By this point, you will have gathered a list of your prescription medications and recent medical expenses. Now consider how those health care costs might change next year: Will you need a costly knee replacement surgery? Have you been prescribed an expensive specialty drug? If so, a different plan might be in order.
Think about convenience and your personal preferences, too. Some prescription plans will steer you toward a “preferred pharmacy” instead of your favorite local drug store or give you a better deal if you order prescriptions by mail. Others mandate “step therapy,” which means you have to try a generic before you can use a brand-name drug.
Medicare Advantage plans often require pre-authorization to see specialists, have strict rules about using out-of-network providers, and have varying levels of copays for hospital services. Check out all of a plan’s particulars before deciding what best works for you at a price you can afford.
4. Consider the consequences of switching.
During fall open enrollment, you have the option of changing from traditional Medicare to Medicare Advantage, and vice versa. But switching to traditional Medicare after being in Medicare Advantage can be difficult if you want to enroll in a Medigap plan, which is private insurance that helps defray costs not covered by Parts A and B.
Under federal law, insurers cannot deny you a Medigap policy when you initially enroll in Medicare—you have a seven-month window around your 65th birthday month to sign up. The law also requires that insurers renew your coverage each year as long as you continue to pay your premiums.
But if you try to buy a Medigap policy after the initial enrollment window, insurers might be able to turn you down based on your health, or charge higher prices, due to a pre-existing condition. (There are exceptions: Some states provide greater protections, so be sure to check.)
The fall open enrollment does not apply to Medigap policies, which aren’t part of the government Medicare program. If you want to make changes to your Medigap plan, contact insurance companies for information on what you can do and when you can do it.
5. Use these helpful resources.
Plan to spend a few hours doing your research. The best place to start is with the Medicare plan finder tool. After you enter your zip code and specific information about your medications, you can compare the overall costs of the various Part D options.
This same tool lets you compare Medicare Advantage plans, but you’ll need to perform two different searches: one to compare medical benefits, and the other to compare drug coverage. (If you’re not comfortable using an online tool, you can get the same information by calling Medicare at 800-633-4227.)
Another good resource is the State Health Insurance Assistance Program (SHIP) which provides free help over the phone. To find your state’s program, go to Shiptacenter.org or call 877-839-2675.
Once you have the information, the Medicare Rights Center advises confirming everything by calling the insurance company you plan to use. “Make sure to write the date and time of your phone call, and get the name of the customer service representative you spoke with,” Morales says. For extra peace of mind, she suggests calling your doctors for confirmation, too.
Finally, low-income seniors should check out the Medicare Savings Program, which can help with out-of-pocket costs. Those who are eligible may also be automatically enrolled in Part D Low Income Subsidy or Extra Help program, which can reduce the cost of your prescription drugs. To find out your eligibility, go to benefitscheckup.org, or call your state’s SHIP program.

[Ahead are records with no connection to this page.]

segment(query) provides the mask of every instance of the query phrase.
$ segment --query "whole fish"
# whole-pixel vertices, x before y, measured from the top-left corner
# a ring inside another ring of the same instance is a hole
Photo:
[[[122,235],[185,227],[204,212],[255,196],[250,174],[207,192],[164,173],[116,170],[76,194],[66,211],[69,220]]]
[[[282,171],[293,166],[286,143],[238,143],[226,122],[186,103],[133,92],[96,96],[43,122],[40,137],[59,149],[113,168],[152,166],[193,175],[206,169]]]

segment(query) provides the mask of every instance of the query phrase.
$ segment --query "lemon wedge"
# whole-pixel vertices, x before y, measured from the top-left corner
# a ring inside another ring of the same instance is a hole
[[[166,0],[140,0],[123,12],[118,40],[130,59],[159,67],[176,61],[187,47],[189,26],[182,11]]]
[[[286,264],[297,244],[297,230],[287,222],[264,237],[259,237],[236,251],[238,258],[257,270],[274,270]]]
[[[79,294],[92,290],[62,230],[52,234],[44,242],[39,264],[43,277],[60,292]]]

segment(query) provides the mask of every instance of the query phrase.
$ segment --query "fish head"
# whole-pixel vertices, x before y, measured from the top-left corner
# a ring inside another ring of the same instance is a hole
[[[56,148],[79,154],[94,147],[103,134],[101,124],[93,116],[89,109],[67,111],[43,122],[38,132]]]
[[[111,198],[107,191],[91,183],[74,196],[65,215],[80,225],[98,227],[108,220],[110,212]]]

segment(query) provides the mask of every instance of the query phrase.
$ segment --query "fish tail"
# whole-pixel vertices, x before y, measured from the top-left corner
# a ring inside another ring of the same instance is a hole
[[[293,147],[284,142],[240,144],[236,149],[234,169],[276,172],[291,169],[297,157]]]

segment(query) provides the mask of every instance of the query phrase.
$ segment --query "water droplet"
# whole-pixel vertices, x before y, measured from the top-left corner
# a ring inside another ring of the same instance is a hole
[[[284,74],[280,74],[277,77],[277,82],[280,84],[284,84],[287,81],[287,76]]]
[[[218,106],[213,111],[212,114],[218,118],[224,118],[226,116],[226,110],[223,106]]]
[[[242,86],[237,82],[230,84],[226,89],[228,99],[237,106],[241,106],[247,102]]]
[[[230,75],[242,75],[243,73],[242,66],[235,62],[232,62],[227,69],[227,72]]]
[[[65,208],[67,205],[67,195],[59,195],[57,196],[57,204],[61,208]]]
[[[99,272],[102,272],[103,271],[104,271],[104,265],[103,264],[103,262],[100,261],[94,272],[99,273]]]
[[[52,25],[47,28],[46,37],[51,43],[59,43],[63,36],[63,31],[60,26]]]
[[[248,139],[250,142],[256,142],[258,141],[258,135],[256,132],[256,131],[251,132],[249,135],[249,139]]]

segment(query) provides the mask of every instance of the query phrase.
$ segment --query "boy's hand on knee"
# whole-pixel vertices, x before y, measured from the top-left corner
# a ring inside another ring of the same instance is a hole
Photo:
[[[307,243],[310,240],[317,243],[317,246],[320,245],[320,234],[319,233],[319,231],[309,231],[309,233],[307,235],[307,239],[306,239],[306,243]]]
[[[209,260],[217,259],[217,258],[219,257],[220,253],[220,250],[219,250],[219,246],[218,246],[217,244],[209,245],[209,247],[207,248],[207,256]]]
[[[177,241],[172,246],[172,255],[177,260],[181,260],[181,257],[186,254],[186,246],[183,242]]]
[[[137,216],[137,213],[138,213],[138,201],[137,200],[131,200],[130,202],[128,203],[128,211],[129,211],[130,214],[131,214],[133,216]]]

6. Don’t miss your deadline.
For most beneficiaries, your enrollment decision must be made by December 7. But if you live in a place affected by recent hurricanes, you have until Dec. 31 to sign up—those areas include Florida, Georgia, Louisiana, South Carolina, Texas, Puerto Rico, and the U.S. Virgin Islands.
Once you’ve made your selection, you can enroll in a new plan by calling Medicare at 800-633-4227. Take detailed notes of your phone conversation with the Medicare representative in case of any problems down the line.
After all that work, if you conclude that your current plan is still your best option, do nothing and you’ll be automatically re-enrolled. Your new coverage starts Jan. 1.